# Replacing R15 Receiver with HD



## bonnieb (Mar 27, 2010)

I have an R15 DVR attached to an aging Toshiba. Want to upgrade this TV to an HD. This receiver is also used by another TV, via the 'out to TV' coax which goes to an additonal coax jack in the wall behind the set, which I assume is wired to the jack in the other room. If I get a new HD receiver, will I still be able to use this setup to connect it to the other TV?


----------



## mcbeevee (Sep 18, 2006)

The HD receivers do not have a coax output. If you want to keep feeding the second tv through coax, you would need an RF modulator. You can find them at many places like best buy, radio shack, wal-mart, etc.

Here is an $8 RF modulator from Amazon


----------



## carl6 (Nov 16, 2005)

Depending on the model of HD receiver/DVR you get, it may or may not have a composite video output (to feed a modulator with). If it does not, then you will also need a component video to composite video, or hdmi to composite video adapter (plus the modulator).

There is also an issue with the HD GUI (menu, list, guide, etc.) not rendering in SD from an HD receiver. So the remote TV will just get a big obnoxious message box on the screen anytime the menu, list or guide is called up on the HD receiver. If you never try to control the receiver from the other room (only watch but don't use a remote), then it will probably still work for you. You can search these forums for more information on this issue, there are several lengthy threads about it.


----------



## bonnieb (Mar 27, 2010)

Might be an instance where it would be worthwhile to have DTV install, rather than self-install?


----------



## carl6 (Nov 16, 2005)

No, DirecTV won't install the SD feed to the second TV with or without modulator. That's outside the scope of their installations.

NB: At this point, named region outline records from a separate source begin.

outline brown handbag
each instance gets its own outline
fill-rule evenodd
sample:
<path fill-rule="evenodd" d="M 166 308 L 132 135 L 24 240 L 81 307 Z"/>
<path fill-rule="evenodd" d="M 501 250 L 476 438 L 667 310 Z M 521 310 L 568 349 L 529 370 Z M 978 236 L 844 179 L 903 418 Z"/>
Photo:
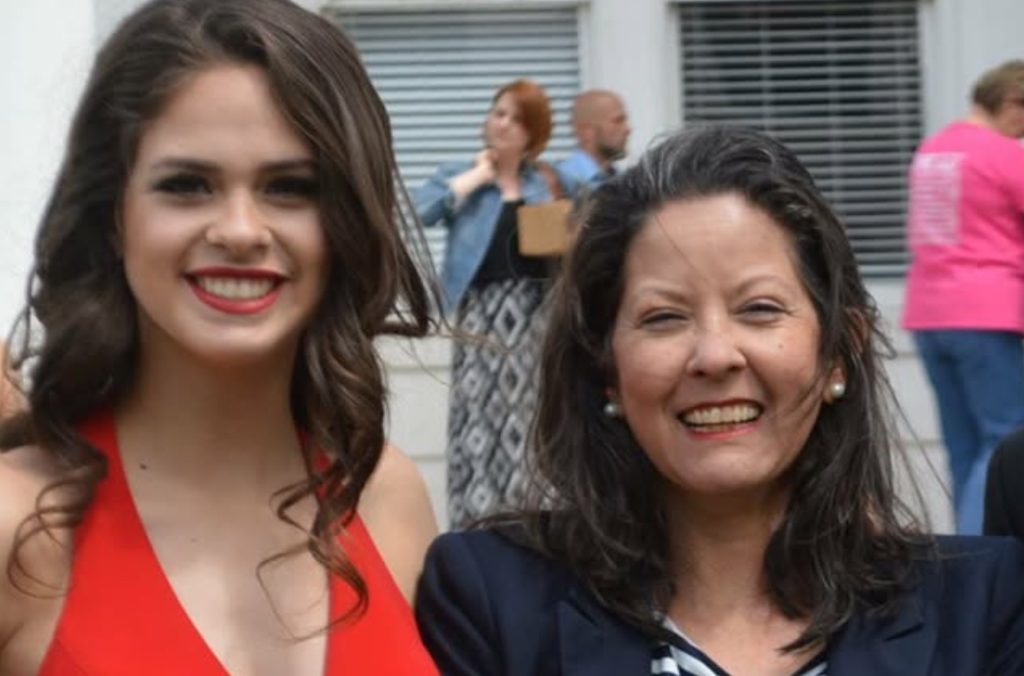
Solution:
<path fill-rule="evenodd" d="M 548 182 L 551 202 L 524 204 L 516 210 L 519 253 L 523 256 L 561 256 L 568 250 L 568 216 L 572 201 L 565 197 L 552 166 L 538 162 L 537 170 Z"/>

One other option to consider would be to add another receiver to your account for the other room. Of course, that's another $6 a month but if it is a much used TV it may be worth it. And, even though it is an SD tv, if you put an HD receiver there you could share in whole-home service at that location.


----------



## bonnieb (Mar 27, 2010)

Thanks for the help! Am thinking the additional receiver is the easiest answer and best if I am upgrading TV's anyway. Happy Sunday!!


----------



## otaliema (Aug 9, 2012)

A bit of clarity on the HD GUI, it will detect the composit cable connection and pop the your TV or Cables are not HD OSD constantly if the Video line is connected, just like the HDCP error on componate cabling. You can do what your asking just have to start out HD only connections at the receiver and run to converters from there. 
The simplest option is get a unit for the room, you can if want just relocate the R15 to the new room no addional hardware fees or install charges cause it's part of the HD upgrade. *monthly receiver fee applies*


----------